Tudo pelas lentes de Emmanuel Lubezki, diretor de fotografia de filmes como "A Árvore da Vida" e "Filhos da Esperança", e é lindo e poético, a beleza num estado bruto, especialmente numa viagem ao Monte Saint-Michel, com sua abadia flutuando numa ilha no Rio Couesnon (noroeste da França).
Mas a beleza não está apenas no belo e no sublime, Malick a busca também nos subúrbios, onde casinhas iguais refletem não apenas o modo de vida de seus habitantes, mas o sinal de nosso tempo, da ruptura das identidades, da massificação de cada um.
E quando Marina e Tatiana seguem Neil para os Estados Unidos, ela busca refúgio e encanto na natureza para aplacar a sua melancolia, até seu visto expirar e colocar o namorado numa crise: deve ou não casar-se com ela?
A crise também abala a fé do padre Quintana (Javier Bardem), cheio de dúvidas sobre a existência de Deus.
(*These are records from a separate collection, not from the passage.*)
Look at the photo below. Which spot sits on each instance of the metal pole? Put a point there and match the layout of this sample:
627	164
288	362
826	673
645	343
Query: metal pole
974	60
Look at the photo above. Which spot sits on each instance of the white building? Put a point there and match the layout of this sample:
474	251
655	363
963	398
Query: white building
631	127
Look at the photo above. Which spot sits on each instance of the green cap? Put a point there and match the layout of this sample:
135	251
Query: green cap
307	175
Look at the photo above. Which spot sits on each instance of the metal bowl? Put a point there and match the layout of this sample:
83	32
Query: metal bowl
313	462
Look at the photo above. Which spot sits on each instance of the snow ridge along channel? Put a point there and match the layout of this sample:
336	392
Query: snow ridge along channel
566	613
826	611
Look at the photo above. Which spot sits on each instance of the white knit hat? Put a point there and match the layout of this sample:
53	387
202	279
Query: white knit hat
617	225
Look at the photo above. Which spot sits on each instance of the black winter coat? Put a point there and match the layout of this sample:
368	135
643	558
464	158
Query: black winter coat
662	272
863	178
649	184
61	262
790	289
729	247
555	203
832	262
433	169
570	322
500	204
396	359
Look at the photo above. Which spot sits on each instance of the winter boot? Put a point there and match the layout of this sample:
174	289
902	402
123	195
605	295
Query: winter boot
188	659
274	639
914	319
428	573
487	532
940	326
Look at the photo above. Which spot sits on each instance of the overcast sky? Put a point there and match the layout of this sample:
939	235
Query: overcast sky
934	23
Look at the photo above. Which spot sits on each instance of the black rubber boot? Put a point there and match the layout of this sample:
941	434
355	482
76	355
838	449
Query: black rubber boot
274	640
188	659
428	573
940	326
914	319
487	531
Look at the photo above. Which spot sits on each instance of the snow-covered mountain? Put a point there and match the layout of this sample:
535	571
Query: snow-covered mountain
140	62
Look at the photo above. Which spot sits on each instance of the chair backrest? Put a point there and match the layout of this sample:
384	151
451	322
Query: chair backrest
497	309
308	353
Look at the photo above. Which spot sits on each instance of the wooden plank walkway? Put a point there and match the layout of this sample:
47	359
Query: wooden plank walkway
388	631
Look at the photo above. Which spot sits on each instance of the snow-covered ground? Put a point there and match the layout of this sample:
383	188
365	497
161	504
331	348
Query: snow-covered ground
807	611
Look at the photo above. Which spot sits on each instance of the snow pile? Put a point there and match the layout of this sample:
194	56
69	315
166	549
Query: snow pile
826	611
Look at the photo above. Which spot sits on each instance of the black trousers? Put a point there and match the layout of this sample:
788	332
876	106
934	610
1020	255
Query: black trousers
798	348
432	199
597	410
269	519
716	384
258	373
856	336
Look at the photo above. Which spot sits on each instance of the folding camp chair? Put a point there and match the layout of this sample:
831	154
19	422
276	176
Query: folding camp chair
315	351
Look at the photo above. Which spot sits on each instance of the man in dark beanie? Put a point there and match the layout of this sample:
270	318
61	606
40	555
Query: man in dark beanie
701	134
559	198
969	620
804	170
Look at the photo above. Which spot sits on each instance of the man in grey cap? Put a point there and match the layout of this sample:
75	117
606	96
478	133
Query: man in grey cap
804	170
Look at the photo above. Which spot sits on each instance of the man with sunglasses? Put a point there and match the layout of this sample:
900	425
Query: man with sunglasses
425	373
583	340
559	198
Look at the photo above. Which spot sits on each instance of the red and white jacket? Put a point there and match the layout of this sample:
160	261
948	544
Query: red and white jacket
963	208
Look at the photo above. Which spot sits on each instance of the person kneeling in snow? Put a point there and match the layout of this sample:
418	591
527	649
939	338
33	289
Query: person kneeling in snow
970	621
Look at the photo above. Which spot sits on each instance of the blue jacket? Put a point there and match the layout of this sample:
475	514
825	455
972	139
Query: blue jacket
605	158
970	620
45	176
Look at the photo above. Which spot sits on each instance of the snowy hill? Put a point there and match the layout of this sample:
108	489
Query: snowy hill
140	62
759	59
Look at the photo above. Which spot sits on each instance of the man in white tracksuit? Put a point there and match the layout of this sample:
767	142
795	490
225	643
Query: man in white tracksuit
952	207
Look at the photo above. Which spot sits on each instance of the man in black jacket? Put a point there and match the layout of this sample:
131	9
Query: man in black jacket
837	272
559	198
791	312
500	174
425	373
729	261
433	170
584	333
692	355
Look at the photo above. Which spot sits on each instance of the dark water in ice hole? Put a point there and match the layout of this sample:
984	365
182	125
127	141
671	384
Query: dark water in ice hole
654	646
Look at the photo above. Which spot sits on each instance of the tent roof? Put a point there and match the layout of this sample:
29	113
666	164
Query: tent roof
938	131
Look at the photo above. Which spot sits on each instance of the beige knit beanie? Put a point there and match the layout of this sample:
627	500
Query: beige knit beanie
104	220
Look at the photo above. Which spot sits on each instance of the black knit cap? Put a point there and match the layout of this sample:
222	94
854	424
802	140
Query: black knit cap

Quando a crise recai sobre Neil, ele reencontra uma namorada da juventude, Jane (Rachel McAdams), que de certa forma é o oposto de Marina, criando os contrastes loira/morena, zona de conforto/novidade.
Como de costume nos filmes do diretor, a trama é fragmentada e uma narração dos próprios personagens tende a substituir os diálogos, o que aqui é essencial, simbolizando a dificuldade comunicação de nossos tempos. Isso vem embalado pela música etérea, sublime, de Hanan Townshend. A natureza é outra constante nos filmes de Malick, e, aqui, está se degradando.
Ao investigar a vida íntima de seus personagens, a tensão criada por Malick é entre o interior e o exterior. Em outro tempo e lugar, os dilemas dessas pessoas seriam outros ou se dariam de outra forma. Marina, Neil, Quintana e Jane são frutos de nosso tempo de incertezas. E se, em certos momentos, o filme tem mais ambição do que consegue sustentar, é exatamente nessa fragilidade e falibilidade que reside parte de sua beleza.